Acho que foi aos catorze anos que li " A Idade da Razão" e fiquei emprisionado com a descrição do absurdo da existência mostrada ali. Lembro-me de uma parte da historia em Mathieu (será esse o nome?) está em um bar com Ivicht por quem é loucamente apaixonado. Ela o desafia a cravar uma faca na palma da própria mão. Os idiotas o fazem. no fim ele a perde por um motivo singelo: ela muda de cidade com a família.
Depois resolvi ler um texto mais filosófico de Sartre. O Existencialismo É Um Humanismo foi fácil. Mas quando eu cheguei em Questão de Método, enorme foi o sofrimento. Depois de ler e reler umas dezessete vezes, fiz um resumo do texto. Sartre estava pela primeira vez se declarando marxista.
Ai conheci uma garota "existencialista". Pelo menos era assim como eu a via. Ela era bonita e tinha olhos grandes e tristonhos. Deixei de namorá-la por timidez. Mas agora ela estava para prestar vestibular e me entusiasmou. Passei em filosofia e ela levou pau em arquitetura. Nos separamos e nunca mais a esqueci. Superei pensado que ela tinha a cabeça muito grande, era depressiva, e nosso caso não teria dado certo.
Na filosofia, a primeira disciplina foi com um ex padre, Rosacruz, que nos fez ficar um semestre inteiro nas cinco primeiras páginas do Padovani. O resto do tempo passou contando histórias de suas aventuras pelo mundo, desde que deixou a Itália. Posteriormente descobriu que um outro professor, este um padre doutor, era seu inimigo e ao chamava de mentiroso. E ainda nos exortava: " o problema de mentir é que a mentira vicia, meninos. Não fiquem iguais a certas pessoas qui do curso".
Nossa "turma" era composta de cinco alunos. Inicialmente eram treze, mas ainda no primeiro período oito desembarcaram quando descobriram oque era filosofia. O único normal era eu, acreditem.
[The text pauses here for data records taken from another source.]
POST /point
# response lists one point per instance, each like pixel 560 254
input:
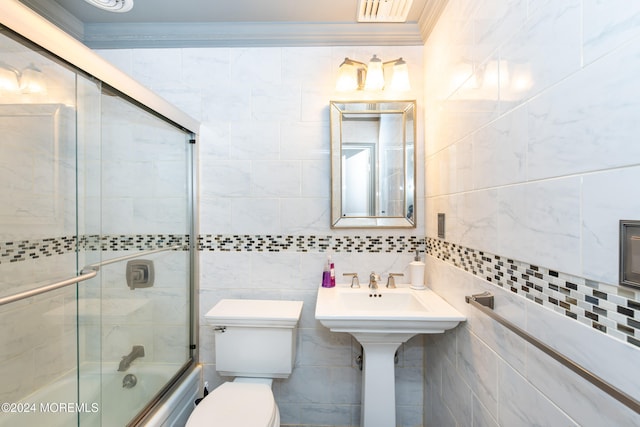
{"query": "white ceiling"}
pixel 176 23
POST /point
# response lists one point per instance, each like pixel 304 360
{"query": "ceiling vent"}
pixel 383 10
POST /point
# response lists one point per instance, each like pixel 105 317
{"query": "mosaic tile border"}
pixel 24 250
pixel 33 249
pixel 581 299
pixel 310 243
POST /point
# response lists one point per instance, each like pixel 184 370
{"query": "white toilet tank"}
pixel 255 338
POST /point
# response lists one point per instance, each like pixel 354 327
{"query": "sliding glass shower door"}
pixel 144 225
pixel 96 196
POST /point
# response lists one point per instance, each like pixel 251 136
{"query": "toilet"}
pixel 255 342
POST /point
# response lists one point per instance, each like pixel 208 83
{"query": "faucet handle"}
pixel 391 281
pixel 355 282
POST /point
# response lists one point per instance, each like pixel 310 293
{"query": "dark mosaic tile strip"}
pixel 33 249
pixel 581 299
pixel 311 243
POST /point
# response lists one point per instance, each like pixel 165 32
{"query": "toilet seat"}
pixel 236 404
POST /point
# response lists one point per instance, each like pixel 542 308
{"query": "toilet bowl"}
pixel 255 341
pixel 237 404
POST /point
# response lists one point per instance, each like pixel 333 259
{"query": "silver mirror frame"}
pixel 408 109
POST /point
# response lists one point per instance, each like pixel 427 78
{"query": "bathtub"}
pixel 56 405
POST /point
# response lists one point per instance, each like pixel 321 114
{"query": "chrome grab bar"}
pixel 47 288
pixel 86 273
pixel 484 303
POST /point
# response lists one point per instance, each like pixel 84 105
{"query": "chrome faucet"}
pixel 125 363
pixel 391 281
pixel 373 280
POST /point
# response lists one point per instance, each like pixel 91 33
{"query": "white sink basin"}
pixel 393 311
pixel 381 320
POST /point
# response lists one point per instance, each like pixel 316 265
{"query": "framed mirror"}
pixel 373 158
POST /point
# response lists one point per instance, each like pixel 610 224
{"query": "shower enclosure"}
pixel 96 245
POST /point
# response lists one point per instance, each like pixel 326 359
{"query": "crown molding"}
pixel 59 16
pixel 429 17
pixel 249 34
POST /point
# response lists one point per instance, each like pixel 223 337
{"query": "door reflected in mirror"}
pixel 373 164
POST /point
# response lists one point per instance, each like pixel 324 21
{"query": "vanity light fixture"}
pixel 356 75
pixel 112 5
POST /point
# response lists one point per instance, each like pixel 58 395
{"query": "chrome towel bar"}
pixel 484 303
pixel 86 273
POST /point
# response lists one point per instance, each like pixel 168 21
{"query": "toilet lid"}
pixel 235 405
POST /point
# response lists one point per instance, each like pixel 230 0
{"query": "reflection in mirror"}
pixel 373 164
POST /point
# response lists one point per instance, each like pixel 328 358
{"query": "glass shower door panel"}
pixel 146 263
pixel 38 337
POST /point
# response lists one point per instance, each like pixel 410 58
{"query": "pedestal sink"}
pixel 381 320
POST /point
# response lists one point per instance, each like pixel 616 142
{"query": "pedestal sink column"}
pixel 378 378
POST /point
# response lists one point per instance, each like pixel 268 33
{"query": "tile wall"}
pixel 530 112
pixel 264 205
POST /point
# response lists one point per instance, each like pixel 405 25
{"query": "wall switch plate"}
pixel 441 225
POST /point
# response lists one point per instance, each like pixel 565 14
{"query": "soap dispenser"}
pixel 416 271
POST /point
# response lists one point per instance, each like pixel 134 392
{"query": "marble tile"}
pixel 454 389
pixel 516 396
pixel 478 366
pixel 205 68
pixel 305 141
pixel 545 50
pixel 499 151
pixel 243 65
pixel 226 179
pixel 586 346
pixel 285 183
pixel 276 102
pixel 540 222
pixel 227 101
pixel 608 25
pixel 256 140
pixel 582 401
pixel 307 66
pixel 157 68
pixel 307 215
pixel 605 201
pixel 585 123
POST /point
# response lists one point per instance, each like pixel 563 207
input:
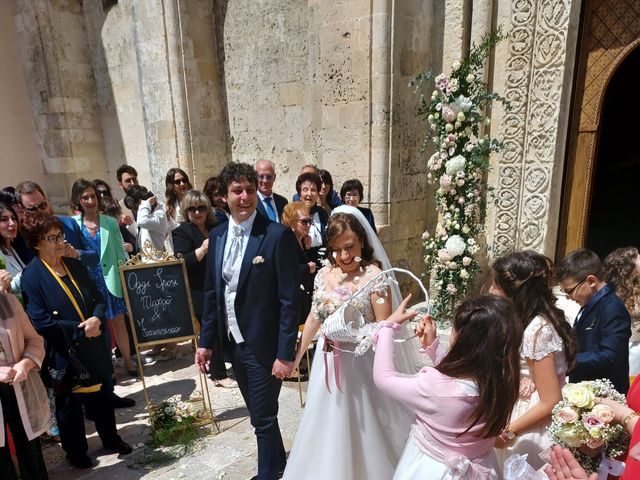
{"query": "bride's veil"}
pixel 408 359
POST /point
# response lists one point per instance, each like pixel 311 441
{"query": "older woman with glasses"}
pixel 67 309
pixel 352 193
pixel 191 240
pixel 296 216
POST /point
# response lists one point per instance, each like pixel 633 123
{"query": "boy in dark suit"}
pixel 603 325
pixel 251 296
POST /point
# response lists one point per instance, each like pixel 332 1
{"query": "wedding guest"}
pixel 603 325
pixel 34 200
pixel 13 261
pixel 111 207
pixel 191 240
pixel 352 193
pixel 328 199
pixel 103 234
pixel 65 305
pixel 296 216
pixel 622 272
pixel 270 204
pixel 149 215
pixel 309 168
pixel 103 190
pixel 308 185
pixel 177 183
pixel 218 205
pixel 548 350
pixel 127 177
pixel 24 408
pixel 462 403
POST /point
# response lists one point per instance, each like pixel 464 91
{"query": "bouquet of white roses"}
pixel 586 427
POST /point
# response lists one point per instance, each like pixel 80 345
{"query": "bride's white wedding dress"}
pixel 352 432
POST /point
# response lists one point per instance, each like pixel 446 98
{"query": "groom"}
pixel 251 303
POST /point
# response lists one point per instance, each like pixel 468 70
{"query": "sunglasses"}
pixel 198 209
pixel 53 239
pixel 39 207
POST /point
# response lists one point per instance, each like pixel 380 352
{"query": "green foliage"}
pixel 457 112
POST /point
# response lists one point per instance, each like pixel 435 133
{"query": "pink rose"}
pixel 594 443
pixel 449 113
pixel 604 413
pixel 444 255
pixel 591 421
pixel 567 415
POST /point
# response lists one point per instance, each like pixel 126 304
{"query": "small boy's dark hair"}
pixel 579 264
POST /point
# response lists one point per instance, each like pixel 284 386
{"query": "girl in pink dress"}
pixel 462 403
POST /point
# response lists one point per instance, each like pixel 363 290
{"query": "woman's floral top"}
pixel 327 298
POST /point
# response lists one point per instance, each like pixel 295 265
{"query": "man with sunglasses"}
pixel 603 325
pixel 270 204
pixel 33 199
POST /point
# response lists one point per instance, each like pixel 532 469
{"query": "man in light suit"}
pixel 270 204
pixel 251 303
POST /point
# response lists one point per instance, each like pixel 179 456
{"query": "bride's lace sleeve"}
pixel 318 289
pixel 540 340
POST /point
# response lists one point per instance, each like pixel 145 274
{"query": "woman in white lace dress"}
pixel 548 350
pixel 348 430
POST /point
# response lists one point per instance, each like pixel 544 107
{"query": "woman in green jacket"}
pixel 103 234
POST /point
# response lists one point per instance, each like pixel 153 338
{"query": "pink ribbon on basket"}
pixel 609 466
pixel 336 363
pixel 464 469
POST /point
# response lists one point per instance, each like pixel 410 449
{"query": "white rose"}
pixel 455 245
pixel 578 395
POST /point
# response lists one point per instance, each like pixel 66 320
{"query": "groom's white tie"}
pixel 235 250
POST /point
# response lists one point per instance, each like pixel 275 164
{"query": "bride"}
pixel 348 429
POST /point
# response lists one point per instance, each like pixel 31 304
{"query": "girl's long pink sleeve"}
pixel 406 388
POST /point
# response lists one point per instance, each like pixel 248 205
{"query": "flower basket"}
pixel 176 421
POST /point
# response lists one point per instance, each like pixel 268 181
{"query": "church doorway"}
pixel 602 168
pixel 614 216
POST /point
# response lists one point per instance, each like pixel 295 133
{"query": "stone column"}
pixel 161 89
pixel 57 66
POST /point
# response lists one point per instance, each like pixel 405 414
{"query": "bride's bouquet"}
pixel 586 427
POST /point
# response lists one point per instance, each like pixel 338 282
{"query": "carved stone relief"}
pixel 534 75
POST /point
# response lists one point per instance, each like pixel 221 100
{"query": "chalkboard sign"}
pixel 159 301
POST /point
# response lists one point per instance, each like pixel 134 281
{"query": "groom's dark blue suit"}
pixel 266 308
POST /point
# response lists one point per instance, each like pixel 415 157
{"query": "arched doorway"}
pixel 609 34
pixel 614 219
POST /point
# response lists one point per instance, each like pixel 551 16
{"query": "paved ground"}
pixel 229 455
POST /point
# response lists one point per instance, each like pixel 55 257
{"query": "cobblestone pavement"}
pixel 229 455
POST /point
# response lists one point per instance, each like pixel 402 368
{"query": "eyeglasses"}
pixel 198 209
pixel 39 207
pixel 569 293
pixel 53 239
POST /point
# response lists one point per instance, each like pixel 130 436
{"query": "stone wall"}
pixel 18 140
pixel 327 83
pixel 57 67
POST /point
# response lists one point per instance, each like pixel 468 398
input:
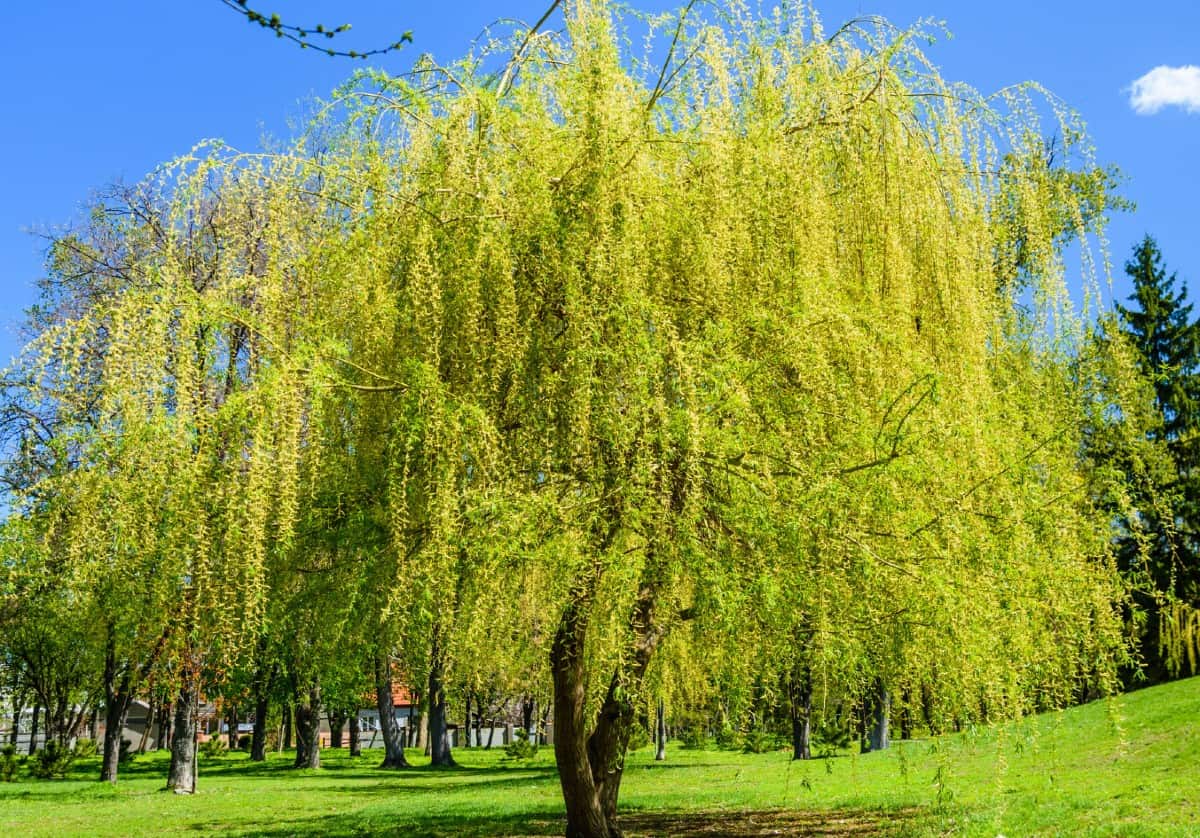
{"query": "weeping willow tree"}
pixel 628 367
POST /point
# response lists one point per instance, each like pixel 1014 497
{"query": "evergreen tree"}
pixel 1167 348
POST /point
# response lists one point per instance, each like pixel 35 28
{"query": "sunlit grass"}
pixel 1128 767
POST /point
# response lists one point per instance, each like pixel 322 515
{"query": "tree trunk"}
pixel 148 728
pixel 18 705
pixel 802 716
pixel 393 736
pixel 336 725
pixel 529 719
pixel 423 732
pixel 355 742
pixel 167 716
pixel 660 732
pixel 258 736
pixel 585 815
pixel 879 737
pixel 181 776
pixel 465 741
pixel 439 737
pixel 233 728
pixel 117 707
pixel 33 732
pixel 309 728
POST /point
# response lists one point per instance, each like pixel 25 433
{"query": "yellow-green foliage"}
pixel 744 334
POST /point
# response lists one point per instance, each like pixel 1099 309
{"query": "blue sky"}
pixel 99 91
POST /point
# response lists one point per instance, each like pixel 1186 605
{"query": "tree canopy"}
pixel 705 366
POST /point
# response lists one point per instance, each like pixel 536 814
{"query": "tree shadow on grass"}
pixel 535 824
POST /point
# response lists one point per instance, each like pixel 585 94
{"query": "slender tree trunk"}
pixel 33 732
pixel 585 814
pixel 802 714
pixel 181 776
pixel 879 737
pixel 286 737
pixel 529 718
pixel 355 741
pixel 18 705
pixel 309 728
pixel 423 731
pixel 439 737
pixel 660 732
pixel 233 728
pixel 258 736
pixel 148 728
pixel 167 716
pixel 393 736
pixel 117 707
pixel 336 725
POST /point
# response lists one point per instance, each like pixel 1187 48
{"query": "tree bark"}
pixel 307 714
pixel 336 725
pixel 660 732
pixel 439 737
pixel 148 729
pixel 286 736
pixel 166 720
pixel 233 728
pixel 585 815
pixel 18 705
pixel 465 741
pixel 33 732
pixel 802 714
pixel 117 707
pixel 393 736
pixel 181 774
pixel 879 737
pixel 529 719
pixel 258 737
pixel 355 741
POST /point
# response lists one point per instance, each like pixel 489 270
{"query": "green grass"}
pixel 1123 767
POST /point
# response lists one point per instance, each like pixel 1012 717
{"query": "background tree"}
pixel 1163 551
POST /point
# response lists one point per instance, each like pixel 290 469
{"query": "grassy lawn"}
pixel 1122 767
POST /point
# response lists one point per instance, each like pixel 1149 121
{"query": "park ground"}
pixel 1127 766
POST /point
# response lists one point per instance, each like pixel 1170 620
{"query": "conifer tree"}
pixel 1165 340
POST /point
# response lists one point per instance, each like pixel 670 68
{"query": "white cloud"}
pixel 1164 87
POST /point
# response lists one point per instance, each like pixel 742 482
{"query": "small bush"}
pixel 214 747
pixel 9 764
pixel 52 761
pixel 85 748
pixel 521 748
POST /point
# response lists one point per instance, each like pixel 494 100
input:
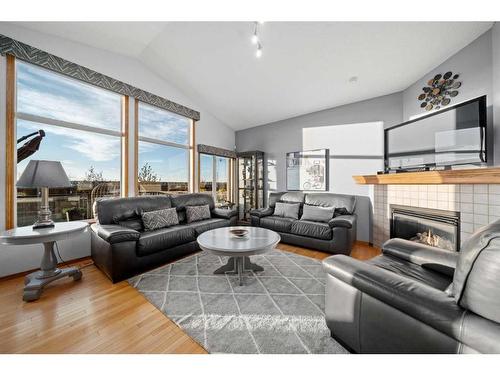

Os demais eram malucos. Um era comunista de farda. Outro era inventor com cinco mil patentes. Tainha um evangélico que ficou até o fim do curso sem saber oque fazer ali. O último, descobrimos depois, era um major da PM infiltrado entre nós.
No início foi realmente um saco o estudo daquelas coisas platônicas, o supremo bem, a causa primeira, as categorias, o mundo das idéias. Depois a filosofia medieval, com Santo Agostinho, Tomás de Aquino, Duns Escoto, putz. A única animação das aulas eram os bate-bocas entre o comunista e o professor padre, este eventualmente ajudado pelo evangélico.
A coisa começou a ficar boa no curso de filosofia quando entraram em cena os ateus. Nietzsche, Freud, Heidegger, Schopenhauer e etc. Por fim, chegou um padre - metade do corpo docente era composta de padres, e o resto era ou pastores evangélicos ou ateus, meio a meio - que me deixou fascinado por sua inteligência e quase me converter ao catolicismo.
Eu havia me decidido a ser ateu, por influência do comunista, de quem eu me tornava amigo. Mas confesso que a leitura moralista feita por Adorno e Horkheimer na Dialética do Esclarecimento me mostrava um mundo tão realmente dominado pelo mal, que evocava em mim pavorosas passagens bíblicas. Tomei porres enormes, passei noites mal dormidas, igual ao que aconteceu ao aluno de Hegel quando finalmente conseguiu compreender a filosofia de Hegel.
Mas eu sobrevivi e apresentei minha monografia para receber meu título de bacharel. No dia da apresentação encontrei adivinhem quem? Ela, a garota existencialista. Havia passado em sociologia e estava começado seu curso. Foi um baque vê-la. Mas eu já estava casado com dona Maria do Carmo Ferreira de Albuquerque Lima e aquela história já virara passado remoto. Devo dizer que ela estava mais bonita do que antes e sua cabeça não era tão grande como eu imaginava.